Cheerio: decodeEntities false code tag

Created on 14 May 2018 · 34Comments · Source: cheeriojs/cheerio

const $ = cheerio.load(`<code>&lt;script src&gt;</code>`, {
  decodeEntities: false
});
console.log($.html());

output

<html><head></head><body><code><script src></code></body></html>

you can see that the string <script src> has been unescaped

Source

huanz

Most helpful comment

This is the biggest problem of the project

senwzz on 7 Aug 2018

👍16

All 34 comments

It seems that you need to set it to true.

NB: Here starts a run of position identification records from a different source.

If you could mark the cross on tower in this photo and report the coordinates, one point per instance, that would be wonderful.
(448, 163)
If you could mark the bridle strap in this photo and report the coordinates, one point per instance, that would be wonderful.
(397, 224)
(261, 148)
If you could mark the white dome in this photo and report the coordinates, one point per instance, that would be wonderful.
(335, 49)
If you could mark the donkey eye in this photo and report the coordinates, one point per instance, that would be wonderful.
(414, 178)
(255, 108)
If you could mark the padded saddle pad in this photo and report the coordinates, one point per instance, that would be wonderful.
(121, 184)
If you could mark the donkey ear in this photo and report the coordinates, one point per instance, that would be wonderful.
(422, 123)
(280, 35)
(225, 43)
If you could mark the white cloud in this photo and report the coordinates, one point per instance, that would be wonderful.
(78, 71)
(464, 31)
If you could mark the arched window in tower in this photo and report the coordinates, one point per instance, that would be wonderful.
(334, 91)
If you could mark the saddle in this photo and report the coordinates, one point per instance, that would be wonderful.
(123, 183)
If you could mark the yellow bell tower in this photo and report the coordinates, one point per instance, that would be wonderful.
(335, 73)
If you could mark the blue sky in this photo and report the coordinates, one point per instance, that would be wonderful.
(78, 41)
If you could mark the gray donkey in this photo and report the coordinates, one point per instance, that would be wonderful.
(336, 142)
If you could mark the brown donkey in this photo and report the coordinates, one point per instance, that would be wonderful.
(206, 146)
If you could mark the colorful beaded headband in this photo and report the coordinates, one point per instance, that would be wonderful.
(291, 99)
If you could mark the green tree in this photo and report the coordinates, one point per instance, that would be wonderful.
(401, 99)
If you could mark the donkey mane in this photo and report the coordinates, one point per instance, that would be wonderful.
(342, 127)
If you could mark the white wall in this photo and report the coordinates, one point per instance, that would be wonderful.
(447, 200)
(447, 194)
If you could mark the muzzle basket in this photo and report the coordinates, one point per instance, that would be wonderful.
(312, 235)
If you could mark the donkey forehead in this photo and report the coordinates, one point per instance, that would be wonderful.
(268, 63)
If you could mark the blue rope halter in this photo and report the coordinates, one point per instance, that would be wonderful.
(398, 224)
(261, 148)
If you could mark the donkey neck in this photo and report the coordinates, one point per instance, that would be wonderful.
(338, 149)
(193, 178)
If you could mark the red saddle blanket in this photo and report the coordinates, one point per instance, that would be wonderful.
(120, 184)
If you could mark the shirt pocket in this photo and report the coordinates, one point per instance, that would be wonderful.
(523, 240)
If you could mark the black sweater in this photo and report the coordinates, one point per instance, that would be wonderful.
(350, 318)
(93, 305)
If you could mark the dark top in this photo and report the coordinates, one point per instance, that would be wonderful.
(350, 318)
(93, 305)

$ = cheerio.load(`<code>&lt;script src&gt;=></code>`, {   decodeEntities: true }); console.log($.html());
<html><head></head><body><code>&lt;script src&gt;=&gt;</code></body></html>

Jasonlhy on 29 May 2018

@Jasonlhy if i set true, the chinese will be decoded, eg:

const $ = cheerio.load(`<p>哈哈哈哈</p><code>&lt;script src&gt;</code>`, {
  decodeEntities: true
});
console.log($.html());

output:

<html><head></head><body><p>&#x54C8;&#x54C8;&#x54C8;&#x54C8;</p><code>&lt;script src&gt;</code></body></html>

huanz on 29 May 2018

After a little bit of research and testing. Parser5 (The HTML parser) does not support the option: decodeEntities now, the result from parser5 is default decoded (unescaped).

Both cases will print out 哈哈哈哈.

const $ = cheerio.load(`<p>哈哈哈哈</p><code>&lt;script src&gt;</code>`, {
  decodeEntities: true
});
console.log($('p').text());

const $ = cheerio.load(`<p>哈哈哈哈</p><code>&lt;script src&gt;</code>`, {
  decodeEntities: true
});
console.log($('p').text());

I think the reason of this problem is the serializer, it is located at https://github.com/cheeriojs/dom-serializer/blob/master/index.js

It seems to change all decoded entities (Including Chinese text) back to encoded one if decodeEntities set to true

function renderText(elem, opts) {
  var data = elem.data || '';

  // if entities weren't decoded, no need to encode them back
  if (opts.decodeEntities && !(elem.parent && elem.parent.name in unencodedElements)) {
    data = entities.encodeXML(data);
  }

  return data;
}

Jasonlhy on 29 May 2018

This is the biggest problem of the project

senwzz on 7 Aug 2018

👍16

I had documents containing html like <pre><span>a = 1</span></pre> (i.e. code samples of html itself) and wanted to process them with cheerio before displaying sending them to the browser. decodeEntities: false obviously was not working due to the problem reported in this issue, and decodeEntities: true was encoding far more than < and >.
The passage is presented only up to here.